Suppression de plus de 100 filières faute de débouchés

Formation professionnelle

Le ministre de l’Éducation nationale, de la formation professionnelle, de l’enseignement supérieur et de la recherche scientifique, Saïd Amzazi, a annoncé la suppression de 109 filières de la formation professionnelle qui n’offrent pas de débouchés.

La formation professionnelle ne semble plus garantir un emploi. On pourrait ainsi interpréter la décision de la tutelle de supprimer 109 filières existantes qui n’offrent pas débouchés aux lauréats. Saïd Amzazi, ministre de l’Éducation nationale, de la formation professionnelle, de l’enseignement supérieur et de la recherche scientifique, a annoncé cette mesure mardi 5 janvier 2021, en réponse à une question orale sur «l’harmonisation des programmes de formation professionnelles avec les exigences du marché de l’emploi», posée par le groupe Authenticité et Modernité à la Chambre des conseillers.

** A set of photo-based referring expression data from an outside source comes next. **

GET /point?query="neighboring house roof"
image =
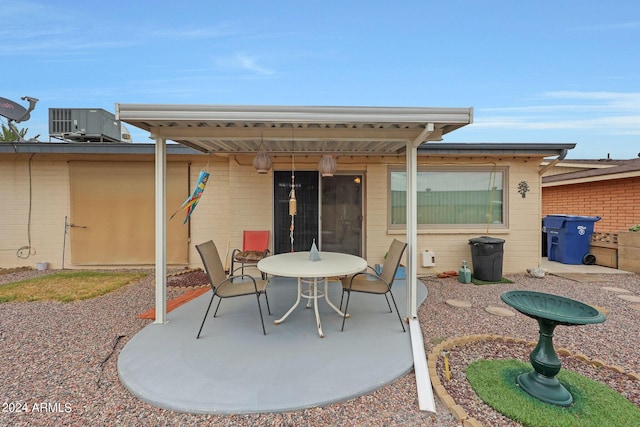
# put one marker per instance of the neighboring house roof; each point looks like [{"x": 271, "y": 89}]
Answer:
[
  {"x": 519, "y": 149},
  {"x": 616, "y": 169}
]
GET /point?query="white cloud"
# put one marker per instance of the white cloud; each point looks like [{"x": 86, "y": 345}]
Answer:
[{"x": 244, "y": 62}]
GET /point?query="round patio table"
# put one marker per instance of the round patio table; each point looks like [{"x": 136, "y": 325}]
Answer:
[{"x": 298, "y": 264}]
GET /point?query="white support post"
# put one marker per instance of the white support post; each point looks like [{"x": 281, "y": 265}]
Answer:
[
  {"x": 426, "y": 401},
  {"x": 161, "y": 231},
  {"x": 412, "y": 229}
]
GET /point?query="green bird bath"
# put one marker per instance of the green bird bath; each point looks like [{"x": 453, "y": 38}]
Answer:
[{"x": 550, "y": 311}]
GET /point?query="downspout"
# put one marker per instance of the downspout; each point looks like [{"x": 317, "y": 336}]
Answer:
[
  {"x": 426, "y": 401},
  {"x": 554, "y": 162}
]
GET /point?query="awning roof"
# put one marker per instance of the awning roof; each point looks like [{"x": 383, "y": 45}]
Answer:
[{"x": 241, "y": 128}]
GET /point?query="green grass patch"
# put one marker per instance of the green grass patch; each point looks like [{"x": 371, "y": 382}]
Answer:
[
  {"x": 66, "y": 286},
  {"x": 595, "y": 404},
  {"x": 482, "y": 282}
]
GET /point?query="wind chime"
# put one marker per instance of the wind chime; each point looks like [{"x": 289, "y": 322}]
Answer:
[{"x": 293, "y": 204}]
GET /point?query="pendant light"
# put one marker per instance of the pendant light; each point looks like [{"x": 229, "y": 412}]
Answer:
[{"x": 327, "y": 165}]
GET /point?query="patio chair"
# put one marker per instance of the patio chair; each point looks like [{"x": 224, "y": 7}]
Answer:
[
  {"x": 373, "y": 283},
  {"x": 223, "y": 286},
  {"x": 255, "y": 246}
]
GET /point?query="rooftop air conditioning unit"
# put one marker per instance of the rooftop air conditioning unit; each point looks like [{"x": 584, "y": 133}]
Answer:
[{"x": 84, "y": 125}]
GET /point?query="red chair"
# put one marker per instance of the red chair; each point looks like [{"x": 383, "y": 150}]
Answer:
[{"x": 255, "y": 246}]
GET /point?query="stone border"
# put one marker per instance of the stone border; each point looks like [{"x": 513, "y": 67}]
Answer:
[{"x": 458, "y": 411}]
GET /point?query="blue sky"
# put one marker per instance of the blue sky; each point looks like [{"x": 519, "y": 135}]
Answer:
[{"x": 564, "y": 71}]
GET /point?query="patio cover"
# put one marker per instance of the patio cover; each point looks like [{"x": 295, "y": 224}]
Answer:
[{"x": 235, "y": 129}]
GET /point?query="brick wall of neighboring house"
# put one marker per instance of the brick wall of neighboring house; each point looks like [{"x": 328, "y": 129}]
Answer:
[{"x": 616, "y": 201}]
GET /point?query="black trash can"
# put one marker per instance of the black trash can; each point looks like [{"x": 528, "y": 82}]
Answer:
[{"x": 486, "y": 257}]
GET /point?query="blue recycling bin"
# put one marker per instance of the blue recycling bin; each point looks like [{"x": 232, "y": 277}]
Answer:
[{"x": 569, "y": 238}]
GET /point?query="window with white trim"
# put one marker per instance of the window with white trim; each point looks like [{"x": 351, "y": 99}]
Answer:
[{"x": 460, "y": 197}]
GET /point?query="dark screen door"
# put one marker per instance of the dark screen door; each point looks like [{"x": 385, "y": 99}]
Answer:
[{"x": 305, "y": 222}]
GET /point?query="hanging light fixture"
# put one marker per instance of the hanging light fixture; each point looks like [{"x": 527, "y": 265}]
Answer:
[
  {"x": 327, "y": 165},
  {"x": 262, "y": 161}
]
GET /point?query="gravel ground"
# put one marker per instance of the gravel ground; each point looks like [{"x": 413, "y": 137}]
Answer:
[{"x": 59, "y": 360}]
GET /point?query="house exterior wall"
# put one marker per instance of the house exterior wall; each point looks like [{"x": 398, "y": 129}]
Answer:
[
  {"x": 615, "y": 201},
  {"x": 35, "y": 201},
  {"x": 237, "y": 198}
]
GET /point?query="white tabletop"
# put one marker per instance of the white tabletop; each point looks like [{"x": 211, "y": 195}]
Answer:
[{"x": 298, "y": 264}]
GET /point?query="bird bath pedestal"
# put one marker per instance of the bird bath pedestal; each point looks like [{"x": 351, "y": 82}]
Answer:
[{"x": 550, "y": 311}]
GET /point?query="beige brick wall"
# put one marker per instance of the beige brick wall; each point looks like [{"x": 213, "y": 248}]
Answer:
[
  {"x": 48, "y": 201},
  {"x": 237, "y": 198},
  {"x": 522, "y": 238}
]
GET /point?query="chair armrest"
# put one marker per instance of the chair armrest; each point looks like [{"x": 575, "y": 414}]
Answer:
[{"x": 229, "y": 280}]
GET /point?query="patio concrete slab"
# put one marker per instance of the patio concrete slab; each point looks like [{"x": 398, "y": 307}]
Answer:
[{"x": 233, "y": 368}]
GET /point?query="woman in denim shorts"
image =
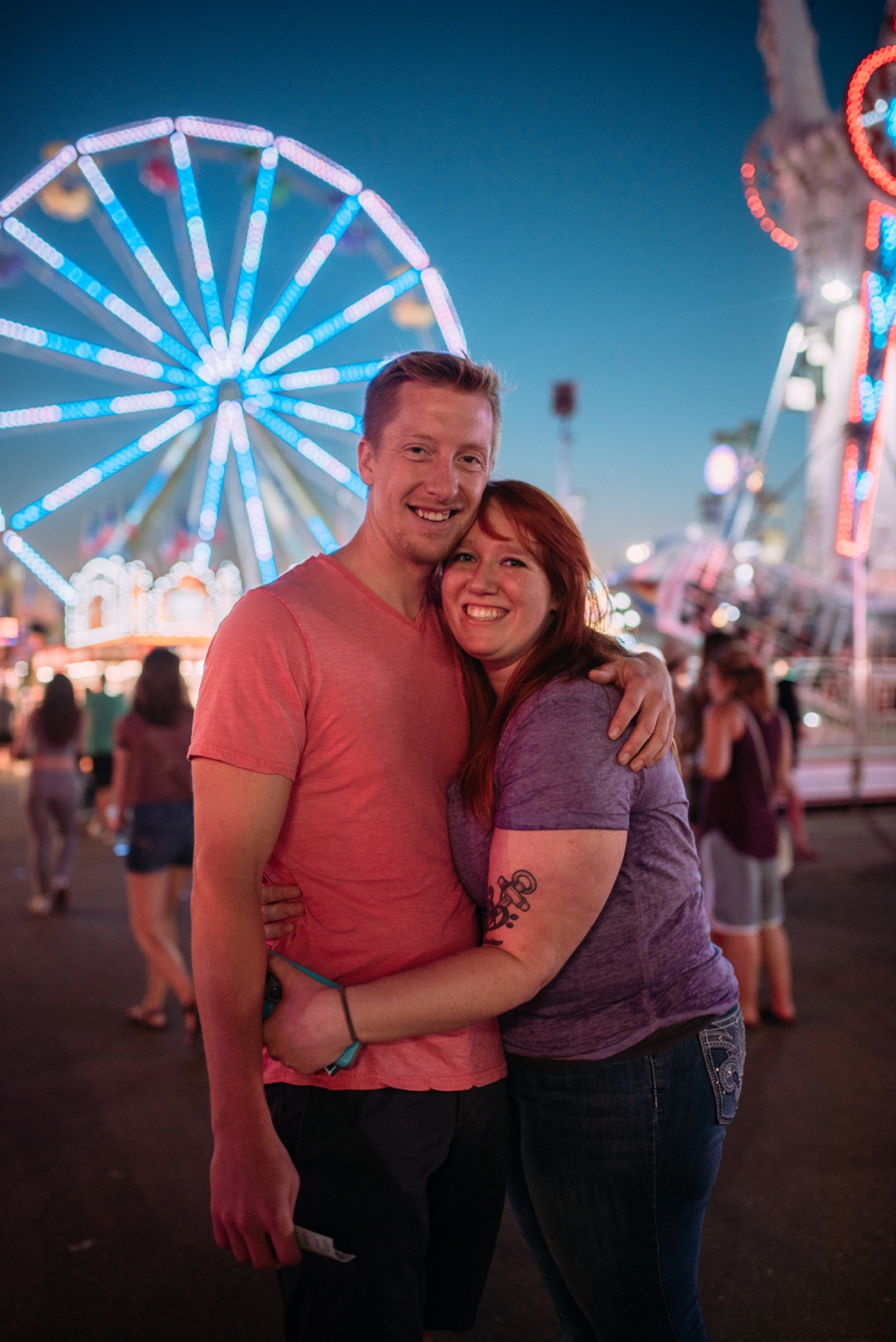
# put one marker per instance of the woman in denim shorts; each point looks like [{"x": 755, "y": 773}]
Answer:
[
  {"x": 618, "y": 1016},
  {"x": 151, "y": 779}
]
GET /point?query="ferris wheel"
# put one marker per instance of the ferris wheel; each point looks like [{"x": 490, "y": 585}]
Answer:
[{"x": 216, "y": 259}]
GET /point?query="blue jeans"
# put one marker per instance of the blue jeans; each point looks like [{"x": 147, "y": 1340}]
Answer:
[{"x": 612, "y": 1165}]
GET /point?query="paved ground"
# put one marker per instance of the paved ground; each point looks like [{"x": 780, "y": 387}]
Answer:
[{"x": 105, "y": 1142}]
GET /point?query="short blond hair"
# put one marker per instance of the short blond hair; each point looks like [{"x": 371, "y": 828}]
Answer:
[{"x": 456, "y": 372}]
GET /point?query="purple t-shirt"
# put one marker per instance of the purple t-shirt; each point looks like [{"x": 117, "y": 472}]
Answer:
[{"x": 648, "y": 963}]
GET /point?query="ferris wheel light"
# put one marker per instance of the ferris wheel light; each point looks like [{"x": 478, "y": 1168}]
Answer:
[
  {"x": 230, "y": 131},
  {"x": 318, "y": 164},
  {"x": 142, "y": 254},
  {"x": 308, "y": 448},
  {"x": 300, "y": 282},
  {"x": 444, "y": 311},
  {"x": 37, "y": 180},
  {"x": 131, "y": 134},
  {"x": 347, "y": 317},
  {"x": 41, "y": 567},
  {"x": 316, "y": 413},
  {"x": 394, "y": 228}
]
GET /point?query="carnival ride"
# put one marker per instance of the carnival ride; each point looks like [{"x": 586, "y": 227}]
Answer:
[{"x": 114, "y": 228}]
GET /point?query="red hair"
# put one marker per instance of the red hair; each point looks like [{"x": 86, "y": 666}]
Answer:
[{"x": 568, "y": 648}]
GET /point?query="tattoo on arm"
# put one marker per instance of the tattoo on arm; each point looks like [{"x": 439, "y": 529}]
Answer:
[{"x": 506, "y": 906}]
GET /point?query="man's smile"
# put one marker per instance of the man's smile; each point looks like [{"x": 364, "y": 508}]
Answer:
[{"x": 432, "y": 516}]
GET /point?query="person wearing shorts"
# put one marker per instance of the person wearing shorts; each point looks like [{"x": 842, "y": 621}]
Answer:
[
  {"x": 151, "y": 782},
  {"x": 746, "y": 767}
]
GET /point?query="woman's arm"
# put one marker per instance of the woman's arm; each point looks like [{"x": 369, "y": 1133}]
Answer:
[
  {"x": 547, "y": 889},
  {"x": 719, "y": 733}
]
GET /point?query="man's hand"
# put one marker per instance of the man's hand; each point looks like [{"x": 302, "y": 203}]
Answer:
[
  {"x": 254, "y": 1191},
  {"x": 308, "y": 1028},
  {"x": 647, "y": 693},
  {"x": 281, "y": 906}
]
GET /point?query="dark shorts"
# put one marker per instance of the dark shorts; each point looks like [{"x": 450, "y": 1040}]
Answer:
[
  {"x": 103, "y": 770},
  {"x": 161, "y": 836},
  {"x": 412, "y": 1183}
]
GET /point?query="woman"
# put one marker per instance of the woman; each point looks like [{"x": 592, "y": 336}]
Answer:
[
  {"x": 746, "y": 766},
  {"x": 51, "y": 740},
  {"x": 151, "y": 776},
  {"x": 618, "y": 1016}
]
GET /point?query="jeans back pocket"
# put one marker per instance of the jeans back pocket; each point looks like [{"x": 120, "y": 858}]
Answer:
[{"x": 723, "y": 1043}]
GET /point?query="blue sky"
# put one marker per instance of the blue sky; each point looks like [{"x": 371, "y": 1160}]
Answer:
[{"x": 572, "y": 170}]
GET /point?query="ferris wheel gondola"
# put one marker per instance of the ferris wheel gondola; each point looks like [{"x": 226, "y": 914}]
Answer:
[{"x": 223, "y": 369}]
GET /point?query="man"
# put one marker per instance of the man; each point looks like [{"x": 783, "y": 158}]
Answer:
[{"x": 331, "y": 721}]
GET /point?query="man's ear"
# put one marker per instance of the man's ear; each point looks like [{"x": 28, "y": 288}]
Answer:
[{"x": 366, "y": 458}]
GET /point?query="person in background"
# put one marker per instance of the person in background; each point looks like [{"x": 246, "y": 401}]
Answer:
[
  {"x": 151, "y": 778},
  {"x": 7, "y": 724},
  {"x": 101, "y": 710},
  {"x": 51, "y": 739},
  {"x": 746, "y": 768}
]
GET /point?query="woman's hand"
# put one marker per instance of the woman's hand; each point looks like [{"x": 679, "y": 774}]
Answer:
[
  {"x": 647, "y": 693},
  {"x": 308, "y": 1028},
  {"x": 281, "y": 906}
]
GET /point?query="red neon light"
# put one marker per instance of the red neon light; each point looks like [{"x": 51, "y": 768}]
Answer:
[
  {"x": 854, "y": 96},
  {"x": 845, "y": 544},
  {"x": 758, "y": 209}
]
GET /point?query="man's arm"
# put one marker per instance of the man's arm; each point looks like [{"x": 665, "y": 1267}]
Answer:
[
  {"x": 254, "y": 1181},
  {"x": 647, "y": 691}
]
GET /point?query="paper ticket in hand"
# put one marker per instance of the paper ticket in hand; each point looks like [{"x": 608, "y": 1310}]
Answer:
[{"x": 313, "y": 1242}]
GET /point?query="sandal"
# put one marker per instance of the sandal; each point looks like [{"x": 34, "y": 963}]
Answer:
[
  {"x": 192, "y": 1026},
  {"x": 147, "y": 1017}
]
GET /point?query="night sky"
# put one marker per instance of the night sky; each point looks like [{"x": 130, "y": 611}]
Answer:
[{"x": 572, "y": 170}]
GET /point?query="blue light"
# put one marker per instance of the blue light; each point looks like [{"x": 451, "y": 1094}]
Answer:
[
  {"x": 199, "y": 243},
  {"x": 308, "y": 448},
  {"x": 340, "y": 321},
  {"x": 301, "y": 281},
  {"x": 316, "y": 413},
  {"x": 41, "y": 567},
  {"x": 103, "y": 296},
  {"x": 251, "y": 493},
  {"x": 111, "y": 466},
  {"x": 142, "y": 254},
  {"x": 139, "y": 404},
  {"x": 323, "y": 535},
  {"x": 96, "y": 353},
  {"x": 252, "y": 251},
  {"x": 314, "y": 377},
  {"x": 215, "y": 479}
]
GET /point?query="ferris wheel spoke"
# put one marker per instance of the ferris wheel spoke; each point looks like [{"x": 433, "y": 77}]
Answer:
[
  {"x": 215, "y": 471},
  {"x": 314, "y": 377},
  {"x": 151, "y": 490},
  {"x": 251, "y": 493},
  {"x": 104, "y": 297},
  {"x": 39, "y": 566},
  {"x": 199, "y": 243},
  {"x": 109, "y": 466},
  {"x": 340, "y": 321},
  {"x": 31, "y": 339},
  {"x": 313, "y": 412},
  {"x": 101, "y": 408},
  {"x": 143, "y": 257},
  {"x": 252, "y": 253},
  {"x": 300, "y": 282},
  {"x": 308, "y": 448}
]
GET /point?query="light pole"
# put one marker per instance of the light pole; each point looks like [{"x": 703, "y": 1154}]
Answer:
[{"x": 564, "y": 394}]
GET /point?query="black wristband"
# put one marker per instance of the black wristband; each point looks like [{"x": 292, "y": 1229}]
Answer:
[{"x": 347, "y": 1013}]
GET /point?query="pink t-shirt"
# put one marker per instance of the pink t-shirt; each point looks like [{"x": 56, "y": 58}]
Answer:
[{"x": 318, "y": 679}]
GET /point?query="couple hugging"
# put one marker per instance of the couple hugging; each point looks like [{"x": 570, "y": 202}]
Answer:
[{"x": 424, "y": 735}]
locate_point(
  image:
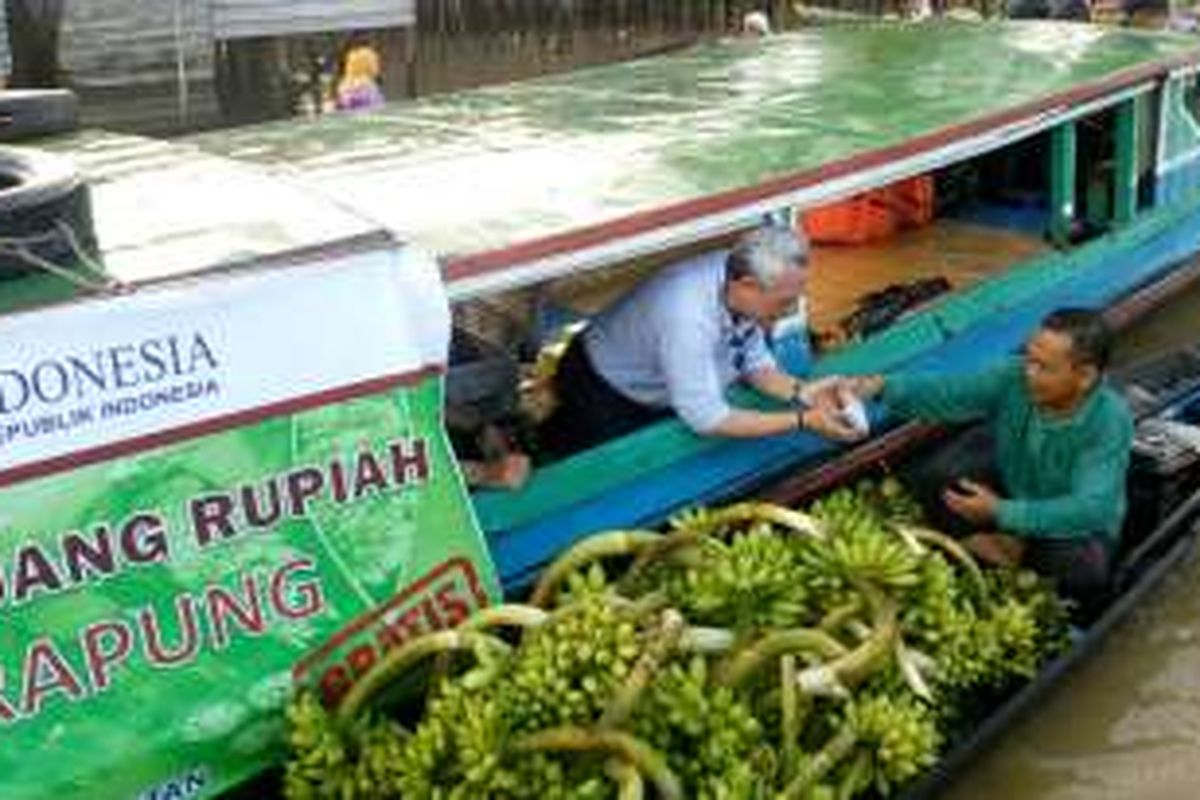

D’après lui, seuls 15% de la totalité des formations existantes seront maintenues, et de nouvelles filières seront lancées à hauteur 42% et 43% des formations mises à jour. Ces changements s’inscrivent dans le cadre d’un nouveau programme qui vise à développer la formation professionnelle, à travers cinq axes principaux, souligne-t-il, non sans constater une complexité entre l’adéquation entre les formations proposées et le marché de l’emploi.

D’où l’intégration de nouveaux secteurs comme la santé, l’agriculture, l’intelligence artificielle, l’artisanat et la pêche maritime pour accroître les chances d’employabilité des futurs lauréats. Selon le porte-parole du gouvernement, des études réalisées par son ministère révèlent que 67% de la promotion de 2016 ont décroché des emplois neuf mois après avoir reçu leur sésame, ainsi que 84% des pensionnaires des centres de formation en entreprise, dans les secteurs de l’automobile, de l’aviation et du textile.

Vers une refonte de la loi
Le ministre a également déclaré aux parlementaires que son département a réalisé en 2020 cinq études sectorielles sur les guides des métiers, l’artisanat, a défini les références pour les métiers et compétences, et a mis en place des commissions régionales sectorielles qui regroupent des professionnels et élus locaux pour réfléchir sur la stratégie à mettre en place pour une refonte de la loi sur la formation professionnelle.

L’intégration des lauréats des centres de formation professionnelle sur le marché de l’emploi demeure une grande équation. Un rapport publié en 2019 par le Haut-Commissariat au Plan (HCP) révélait que l’économie marocaine n’a pu créer plus de 83.500 emplois rémunérés par an entre 2011 et 2017. Autrement dit, il n’existait que 20% d’opportunités d’emplois pour les 297.500 nouveaux diplômés dénombrés en 2017, dont 168.968 issus de la formation professionnelle. Le chantier est énorme.